Glenda Simms, ContributorWHILE I was at the United Nations participating in the May sitting of the Committee on the Elimination of all forms of Discrimination Against Women (CEDAW), I maintained a daily ritual of reading the Jamaican newspapers and keeping up with the local scene.
In one of these local papers, the public was introduced to the possibility that Brother Anancy might be reinvented into the all-encompassing national symbol of cross-cultural peace, harmony and human understanding.
In short, Anancyism could be much more effective in our understanding of the positive side of the Jamaican persona, than the ideas of any other historical animal or human figure or fantasy of our imagination.
Of course, in our desperation to find solutions to the overwhelming social and economic problems which the nation faces, all kinds of ideas have to be put on the table in order for a path to sustainable development to be mapped and implemented.
PERSONIFICATION OF ANANCY
It is within this framework that this writer decided to comment on the notion of Anancy as the personification of the Jamaican national desire to find peace and harmony in our lives.
To this end, I decided to search my long-term memory bank to recall the Anancy story which had the greatest impact on my childhood imagination. I realise that persons of my vintage need to always check the long-term memory pool to appreciate the blueprint of ideas that challenged the cognitive forces and the imagination of our childhood, and helped to forge our present view of events and of the world in general.
This retrospective view forced me to recall a childhood firmly rooted in the sights and aura of the hills and valleys that still characterise the mountain ranges of the Malvern region of South East St. Elizabeth.
SALUBRIOUS ENVIRONMENT
This was, and still is, an environment of salubrious morning breezes, slithering green lizards, sluggish croaking lizards, busy fireflies, a host of duppies cavorting around the roots of the surviving cotton trees, and wild flowers that cleverly imitate a variety of human body parts, including the genitalia.
Predictably, Anancy and duppy stories were a steady dose of the oral tradition which characterised this region of rural bliss and breathtaking beauty.
It is within this setting that I learnt to question the type of character that Brother Anancy is, because the Anancy story which has never left my mind is the one that described that special day when Mr. Anancy returned home from his quest to put bread on the table, with only four plantains for the evening meal for his nuclear family of five.
Instead of giving thanks for his good fortune, the caring father started bellyaching about how unfortunate he was. According to him, he would do the manly thing and roast the four plantains, scrape them nicely and give one to each child and one to his darling wife.
He, the long-suffering and generous provider, would be content to do without food in order to make his family well fed and happy
Mrs.

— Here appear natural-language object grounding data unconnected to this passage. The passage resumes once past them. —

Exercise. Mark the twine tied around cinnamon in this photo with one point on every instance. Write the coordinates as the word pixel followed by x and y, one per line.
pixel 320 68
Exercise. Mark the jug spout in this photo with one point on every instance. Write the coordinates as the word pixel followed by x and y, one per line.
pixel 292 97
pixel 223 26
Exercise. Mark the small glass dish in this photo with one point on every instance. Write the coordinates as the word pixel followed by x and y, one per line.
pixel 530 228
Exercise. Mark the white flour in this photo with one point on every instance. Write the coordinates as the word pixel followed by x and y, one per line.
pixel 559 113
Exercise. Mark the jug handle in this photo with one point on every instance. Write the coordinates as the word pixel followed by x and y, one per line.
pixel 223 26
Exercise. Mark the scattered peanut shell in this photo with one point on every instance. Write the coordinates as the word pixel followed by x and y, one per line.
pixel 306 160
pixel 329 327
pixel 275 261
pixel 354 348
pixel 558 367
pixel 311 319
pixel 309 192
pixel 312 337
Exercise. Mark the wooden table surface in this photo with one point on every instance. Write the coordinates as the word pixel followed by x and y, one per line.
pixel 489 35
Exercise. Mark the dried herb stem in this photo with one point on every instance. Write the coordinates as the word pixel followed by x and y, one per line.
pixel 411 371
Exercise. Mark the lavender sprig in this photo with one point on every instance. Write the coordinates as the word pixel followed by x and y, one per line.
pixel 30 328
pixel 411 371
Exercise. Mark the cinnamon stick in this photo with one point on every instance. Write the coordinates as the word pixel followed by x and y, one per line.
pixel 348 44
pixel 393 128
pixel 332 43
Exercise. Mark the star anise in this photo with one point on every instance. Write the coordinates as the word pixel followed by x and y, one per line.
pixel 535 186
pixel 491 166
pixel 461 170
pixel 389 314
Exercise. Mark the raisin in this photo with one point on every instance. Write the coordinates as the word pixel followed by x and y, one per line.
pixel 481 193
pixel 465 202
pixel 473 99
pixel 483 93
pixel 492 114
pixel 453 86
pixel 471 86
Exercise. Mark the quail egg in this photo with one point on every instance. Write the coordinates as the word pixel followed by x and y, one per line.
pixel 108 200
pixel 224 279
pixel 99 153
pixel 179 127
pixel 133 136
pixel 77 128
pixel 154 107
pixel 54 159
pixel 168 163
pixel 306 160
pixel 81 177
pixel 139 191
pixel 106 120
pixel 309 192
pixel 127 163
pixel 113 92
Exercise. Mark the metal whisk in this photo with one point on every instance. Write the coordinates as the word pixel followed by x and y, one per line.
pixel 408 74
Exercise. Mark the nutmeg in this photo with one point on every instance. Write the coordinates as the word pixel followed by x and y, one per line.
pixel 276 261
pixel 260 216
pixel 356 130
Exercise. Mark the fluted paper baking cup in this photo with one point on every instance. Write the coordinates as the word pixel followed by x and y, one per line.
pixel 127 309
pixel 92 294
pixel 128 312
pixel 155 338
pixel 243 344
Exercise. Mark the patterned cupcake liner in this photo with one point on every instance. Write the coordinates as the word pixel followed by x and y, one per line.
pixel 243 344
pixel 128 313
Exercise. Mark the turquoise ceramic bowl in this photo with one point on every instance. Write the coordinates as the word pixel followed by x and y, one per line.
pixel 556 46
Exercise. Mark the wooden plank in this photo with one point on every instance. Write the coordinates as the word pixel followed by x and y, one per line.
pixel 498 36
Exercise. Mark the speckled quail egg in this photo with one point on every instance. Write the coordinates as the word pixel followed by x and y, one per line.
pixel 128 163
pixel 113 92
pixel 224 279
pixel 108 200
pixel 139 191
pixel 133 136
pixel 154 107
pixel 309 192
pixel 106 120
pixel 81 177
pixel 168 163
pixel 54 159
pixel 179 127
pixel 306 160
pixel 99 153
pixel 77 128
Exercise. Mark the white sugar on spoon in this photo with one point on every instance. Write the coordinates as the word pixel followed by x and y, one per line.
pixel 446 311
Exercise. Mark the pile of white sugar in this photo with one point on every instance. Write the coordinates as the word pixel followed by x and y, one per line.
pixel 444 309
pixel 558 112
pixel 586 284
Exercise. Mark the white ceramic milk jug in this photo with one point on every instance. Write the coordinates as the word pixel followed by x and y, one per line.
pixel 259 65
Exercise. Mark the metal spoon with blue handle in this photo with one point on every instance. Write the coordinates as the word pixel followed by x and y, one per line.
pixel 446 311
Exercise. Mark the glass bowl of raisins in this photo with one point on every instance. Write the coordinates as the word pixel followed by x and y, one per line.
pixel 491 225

Anancy, who was a dutiful, traditional stay-home mother, must have been the perfect model of the nice rural women of my childhood.
WEB OF DECEPTION
I can well imagine that like many rural women then and now, she spent much of her waking hours planting in her kitchen garden, sweeping the leaves from the front of her house, washing and straightening out the spider webs after the children had gone wild over the flies that were stupid enough to get caught in one more 'web of deception.'
Mrs. Anancy was also the kind of woman who was too trusting to see how she and her children were being manipulated by the clever husband.
Like every obedient wife and mother, she encouraged each child to join her in giving poor Brother Anancy a half of each plantain sothat he would have something to eat.
Anancy probably kissed her and called her 'darling dear' after he washed down two plantains with a long enamel mug of sugar and water.
CONNED BY MEN
This Anancy story caused me to grow up with a deep sense of how women and children can be conned by men who set out to exploit their sense of duty and commitment to their ascribed role in families and society; so I was quite taken aback with the possibility of Anancy being reinvented as a latter day saint and cultural icon with redemptive potential to solve some of our current social problems
Of course, I did not want to miss some fundamental profound positive attributes of the creature who followed our ancestors across the Middle Passage.
I, therefore, approached my CEDAW colleague, Dorcas Coker-Appiah, who is from Ghana, and asked her if she can give me a sense of what Anancy represents in her culture.
"A clever rogue," she replied.
Dr. Glenda Simms is a gender expert and consultant.